Il nostro obiettivo” afferma sempre Hartle “è quello di realizzare un progetto che abbia la stessa qualità narrativa dei prodotti di Netflix”. Una dichiarazione coraggiosa, se non propriamente utopica, che trova però una sua parziale corrispondenza nella realtà. Paradossalmente è stata la stessa Netflix, ovvero quella piattaforma intesa come “paradigma” di qualità e progettazione sistematica, a diffondere la scorsa settimana un cortometraggio anime realizzato – doloroso, ma vero – grazie all’ausilio dell’intelligenza artificiale, che ha sostituito così gli animatori in carne e ossa nella configurazione degli sfondi animati. E come era logico aspettarsi da un’operazione di questo tipo, il corto – intitolato The Dog & The Boy e prodotto in collaborazione con il nipponico Wit Studio – ha sollevato sin dall’uscita un numero eccezionalmente alto di critiche, seguite da riflessioni più profonde (e preoccupanti) sul futuro dell’industria d’animazione, con particolare enfasi su quella giapponese, oggetto ormai dai tempi del primo Astroboy (1963) di problematiche endemiche quali ritmi di lavoro asfissianti, saturazione del mercato e retribuzioni ai limiti dello sfruttamento.
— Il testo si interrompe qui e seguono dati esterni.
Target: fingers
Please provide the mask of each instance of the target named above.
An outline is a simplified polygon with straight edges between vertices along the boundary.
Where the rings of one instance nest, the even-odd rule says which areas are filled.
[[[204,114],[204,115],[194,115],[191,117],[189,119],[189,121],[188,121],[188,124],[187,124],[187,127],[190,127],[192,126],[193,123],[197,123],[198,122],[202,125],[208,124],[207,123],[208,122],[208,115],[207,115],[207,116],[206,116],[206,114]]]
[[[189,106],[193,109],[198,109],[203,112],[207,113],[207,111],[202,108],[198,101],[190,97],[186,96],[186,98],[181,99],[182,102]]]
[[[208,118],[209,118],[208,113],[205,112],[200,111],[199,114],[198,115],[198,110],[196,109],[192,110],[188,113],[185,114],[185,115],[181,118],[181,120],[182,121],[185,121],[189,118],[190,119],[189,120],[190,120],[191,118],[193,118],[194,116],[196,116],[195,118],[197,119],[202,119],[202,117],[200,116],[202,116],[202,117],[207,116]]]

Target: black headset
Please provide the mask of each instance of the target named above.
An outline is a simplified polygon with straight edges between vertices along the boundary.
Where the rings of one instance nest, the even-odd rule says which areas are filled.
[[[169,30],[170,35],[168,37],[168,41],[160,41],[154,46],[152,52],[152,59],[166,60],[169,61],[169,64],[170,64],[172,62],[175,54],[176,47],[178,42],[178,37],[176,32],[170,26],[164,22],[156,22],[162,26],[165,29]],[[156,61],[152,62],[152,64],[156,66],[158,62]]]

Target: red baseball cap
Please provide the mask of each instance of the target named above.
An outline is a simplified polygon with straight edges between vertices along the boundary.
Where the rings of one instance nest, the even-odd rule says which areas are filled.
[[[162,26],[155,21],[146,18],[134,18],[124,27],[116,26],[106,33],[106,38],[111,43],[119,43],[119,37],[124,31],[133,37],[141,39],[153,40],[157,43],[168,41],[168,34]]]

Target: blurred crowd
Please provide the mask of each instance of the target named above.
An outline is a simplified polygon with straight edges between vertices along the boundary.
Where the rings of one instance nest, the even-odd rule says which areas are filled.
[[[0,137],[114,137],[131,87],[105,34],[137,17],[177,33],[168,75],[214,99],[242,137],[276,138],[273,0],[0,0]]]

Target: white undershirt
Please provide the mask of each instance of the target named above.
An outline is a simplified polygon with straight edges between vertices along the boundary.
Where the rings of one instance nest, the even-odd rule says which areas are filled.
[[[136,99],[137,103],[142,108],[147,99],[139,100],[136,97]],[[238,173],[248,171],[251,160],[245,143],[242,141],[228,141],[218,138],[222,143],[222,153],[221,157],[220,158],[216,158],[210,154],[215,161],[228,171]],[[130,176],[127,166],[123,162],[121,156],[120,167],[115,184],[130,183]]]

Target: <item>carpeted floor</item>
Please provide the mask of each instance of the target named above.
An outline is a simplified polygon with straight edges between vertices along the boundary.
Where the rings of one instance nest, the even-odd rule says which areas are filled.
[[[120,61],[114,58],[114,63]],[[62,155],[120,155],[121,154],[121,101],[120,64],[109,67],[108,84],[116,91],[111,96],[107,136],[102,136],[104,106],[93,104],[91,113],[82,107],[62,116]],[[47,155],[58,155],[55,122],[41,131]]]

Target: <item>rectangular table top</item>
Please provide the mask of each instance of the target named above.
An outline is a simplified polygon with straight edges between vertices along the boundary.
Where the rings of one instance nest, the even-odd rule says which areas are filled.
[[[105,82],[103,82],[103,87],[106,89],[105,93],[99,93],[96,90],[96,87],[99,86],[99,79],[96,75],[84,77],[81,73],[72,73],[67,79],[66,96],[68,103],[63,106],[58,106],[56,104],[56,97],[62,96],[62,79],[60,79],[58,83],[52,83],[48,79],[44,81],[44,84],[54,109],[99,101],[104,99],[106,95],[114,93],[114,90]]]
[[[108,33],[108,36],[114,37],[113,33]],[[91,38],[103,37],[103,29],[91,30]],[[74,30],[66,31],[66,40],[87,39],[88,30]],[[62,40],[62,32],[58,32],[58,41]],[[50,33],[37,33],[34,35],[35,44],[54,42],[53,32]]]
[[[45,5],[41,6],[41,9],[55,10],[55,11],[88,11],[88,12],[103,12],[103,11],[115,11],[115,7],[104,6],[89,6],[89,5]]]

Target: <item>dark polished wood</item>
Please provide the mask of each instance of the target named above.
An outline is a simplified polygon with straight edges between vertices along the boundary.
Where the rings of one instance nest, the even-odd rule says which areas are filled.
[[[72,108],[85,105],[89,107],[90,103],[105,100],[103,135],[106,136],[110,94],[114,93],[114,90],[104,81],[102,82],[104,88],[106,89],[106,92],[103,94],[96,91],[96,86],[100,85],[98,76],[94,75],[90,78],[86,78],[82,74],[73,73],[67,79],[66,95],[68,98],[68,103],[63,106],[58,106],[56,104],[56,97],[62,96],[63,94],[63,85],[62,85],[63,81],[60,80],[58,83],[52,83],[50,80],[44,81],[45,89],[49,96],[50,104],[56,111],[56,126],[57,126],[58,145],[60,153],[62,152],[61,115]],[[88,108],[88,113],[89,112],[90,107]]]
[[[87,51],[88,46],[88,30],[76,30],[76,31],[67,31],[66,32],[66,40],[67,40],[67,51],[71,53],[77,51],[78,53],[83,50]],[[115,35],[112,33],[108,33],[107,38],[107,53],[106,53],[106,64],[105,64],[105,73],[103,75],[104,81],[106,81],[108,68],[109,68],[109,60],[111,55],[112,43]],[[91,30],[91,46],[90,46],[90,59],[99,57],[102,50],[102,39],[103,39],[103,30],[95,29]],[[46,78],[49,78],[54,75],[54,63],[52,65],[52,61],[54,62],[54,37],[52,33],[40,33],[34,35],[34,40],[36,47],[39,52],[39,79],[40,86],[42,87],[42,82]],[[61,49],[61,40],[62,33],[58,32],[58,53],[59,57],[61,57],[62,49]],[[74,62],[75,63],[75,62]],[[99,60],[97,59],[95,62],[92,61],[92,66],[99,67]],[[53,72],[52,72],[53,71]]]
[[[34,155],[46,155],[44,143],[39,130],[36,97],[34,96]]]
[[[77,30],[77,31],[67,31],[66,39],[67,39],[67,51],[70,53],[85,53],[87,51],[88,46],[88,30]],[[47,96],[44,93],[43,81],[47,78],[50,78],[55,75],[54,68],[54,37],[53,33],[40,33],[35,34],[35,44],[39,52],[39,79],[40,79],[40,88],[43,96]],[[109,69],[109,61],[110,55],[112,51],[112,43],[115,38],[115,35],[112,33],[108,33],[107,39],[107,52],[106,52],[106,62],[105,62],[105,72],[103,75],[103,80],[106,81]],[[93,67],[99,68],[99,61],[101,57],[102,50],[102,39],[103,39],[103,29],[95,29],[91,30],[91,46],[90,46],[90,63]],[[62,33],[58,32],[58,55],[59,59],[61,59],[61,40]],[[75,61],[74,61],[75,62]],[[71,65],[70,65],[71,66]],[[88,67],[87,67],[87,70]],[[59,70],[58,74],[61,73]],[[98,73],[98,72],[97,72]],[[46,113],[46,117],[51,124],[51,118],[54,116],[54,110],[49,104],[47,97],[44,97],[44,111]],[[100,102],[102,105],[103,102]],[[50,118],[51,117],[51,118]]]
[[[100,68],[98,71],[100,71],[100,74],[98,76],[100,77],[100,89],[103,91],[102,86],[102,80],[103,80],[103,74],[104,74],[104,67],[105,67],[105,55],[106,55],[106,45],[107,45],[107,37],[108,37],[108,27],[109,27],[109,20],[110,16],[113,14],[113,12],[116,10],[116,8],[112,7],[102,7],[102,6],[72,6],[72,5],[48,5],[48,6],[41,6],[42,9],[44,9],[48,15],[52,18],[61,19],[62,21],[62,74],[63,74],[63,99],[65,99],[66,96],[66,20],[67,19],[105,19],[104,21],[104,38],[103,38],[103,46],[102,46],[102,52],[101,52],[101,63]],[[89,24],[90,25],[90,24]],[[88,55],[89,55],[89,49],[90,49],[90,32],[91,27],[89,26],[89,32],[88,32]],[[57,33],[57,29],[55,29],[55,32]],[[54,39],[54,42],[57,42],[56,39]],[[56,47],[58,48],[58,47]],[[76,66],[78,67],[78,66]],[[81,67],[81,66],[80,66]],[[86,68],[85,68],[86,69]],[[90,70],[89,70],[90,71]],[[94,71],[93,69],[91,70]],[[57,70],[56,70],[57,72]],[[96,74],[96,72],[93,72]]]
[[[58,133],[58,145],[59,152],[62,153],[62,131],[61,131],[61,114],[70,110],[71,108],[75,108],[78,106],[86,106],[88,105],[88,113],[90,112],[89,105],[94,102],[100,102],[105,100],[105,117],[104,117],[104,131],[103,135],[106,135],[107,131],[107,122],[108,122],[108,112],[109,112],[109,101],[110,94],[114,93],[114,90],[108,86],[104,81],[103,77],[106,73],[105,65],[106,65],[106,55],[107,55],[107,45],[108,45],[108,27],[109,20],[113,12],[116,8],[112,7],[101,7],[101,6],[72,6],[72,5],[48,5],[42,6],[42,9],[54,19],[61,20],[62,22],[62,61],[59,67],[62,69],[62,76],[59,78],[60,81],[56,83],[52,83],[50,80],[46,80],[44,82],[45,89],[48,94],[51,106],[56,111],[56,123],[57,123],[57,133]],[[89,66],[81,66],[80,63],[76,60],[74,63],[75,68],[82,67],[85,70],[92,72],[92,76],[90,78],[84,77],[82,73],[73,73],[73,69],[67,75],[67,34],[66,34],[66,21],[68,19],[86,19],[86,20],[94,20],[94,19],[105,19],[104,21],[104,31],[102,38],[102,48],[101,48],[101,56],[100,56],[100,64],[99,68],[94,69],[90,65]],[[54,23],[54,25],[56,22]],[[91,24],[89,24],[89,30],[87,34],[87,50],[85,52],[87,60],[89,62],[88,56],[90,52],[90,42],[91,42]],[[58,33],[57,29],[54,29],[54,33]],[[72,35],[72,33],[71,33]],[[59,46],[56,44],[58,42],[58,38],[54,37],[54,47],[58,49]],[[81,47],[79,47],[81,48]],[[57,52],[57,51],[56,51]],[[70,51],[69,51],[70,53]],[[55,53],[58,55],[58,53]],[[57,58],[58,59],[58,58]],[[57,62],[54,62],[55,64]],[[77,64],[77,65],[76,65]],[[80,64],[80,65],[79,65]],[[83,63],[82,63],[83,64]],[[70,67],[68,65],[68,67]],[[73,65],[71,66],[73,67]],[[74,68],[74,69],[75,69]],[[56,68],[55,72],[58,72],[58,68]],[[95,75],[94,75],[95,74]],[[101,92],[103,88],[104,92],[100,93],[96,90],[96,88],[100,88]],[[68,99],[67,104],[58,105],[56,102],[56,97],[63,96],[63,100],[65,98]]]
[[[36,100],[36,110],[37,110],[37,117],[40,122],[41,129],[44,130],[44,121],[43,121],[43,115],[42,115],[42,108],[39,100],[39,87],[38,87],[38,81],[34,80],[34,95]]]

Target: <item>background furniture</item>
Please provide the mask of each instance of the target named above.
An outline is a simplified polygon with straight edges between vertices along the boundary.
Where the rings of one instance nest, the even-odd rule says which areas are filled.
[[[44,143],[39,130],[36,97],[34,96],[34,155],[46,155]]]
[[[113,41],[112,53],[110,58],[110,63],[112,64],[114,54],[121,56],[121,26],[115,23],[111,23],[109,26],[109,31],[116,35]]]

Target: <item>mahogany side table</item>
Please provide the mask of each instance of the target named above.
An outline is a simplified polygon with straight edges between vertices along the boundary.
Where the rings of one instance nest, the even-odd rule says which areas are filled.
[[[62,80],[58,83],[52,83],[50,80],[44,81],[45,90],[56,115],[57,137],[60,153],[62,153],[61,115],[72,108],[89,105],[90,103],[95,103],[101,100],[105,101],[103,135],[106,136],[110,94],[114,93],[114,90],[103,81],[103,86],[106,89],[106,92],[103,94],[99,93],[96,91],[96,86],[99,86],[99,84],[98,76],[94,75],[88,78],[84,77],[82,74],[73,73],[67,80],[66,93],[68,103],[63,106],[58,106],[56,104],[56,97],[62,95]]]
In questo senso, è lecito pensare che i benefici offerti dalle intelligenze artificiali, come la velocizzazione dei progetti o il considerevole abbassamento dei costi produttivi, possa indurre un numero sempre maggiore di produttori, filmmaker – o più in generale, di artisti digitali – a servirsi di questi sistemi auto-generativi per la creazione delle loro opere future. Un azzardo, che a detta di molti, rischierebbe di compromettere il valore artistico dei prodotti, privati della singolarità dell’uomo, oltre alla sostenibilità industriale di intere comunità di professionisti. Nel frattempo, sulla scia produttiva di Nothing, Forever, il fondatore dello studio videoludico Lost Lore, Eugene Kitkin, ha dichiarato di aver affidato alla tecnologia di generazione di immagini Midjourney la realizzazione di alcuni artwork, ottenendo così un risparmio di ben 70000 dollari. Insomma, il futuro è arrivato e non lo possiamo di certo ignorare, anche perché nel corso degli ultimi 130 anni, l’innovazione tecnologica è stata il motore di tutte le trasformazioni estetiche dell’immagine-in-movimento. Ma se si vuole proseguire sul cammino dell’evoluzione, è necessario che le ramificazioni future dell’audiovisivo non mettano in discussione ciò su cui si è sempre fondato il progresso: ovvero la centralità del fattore umano.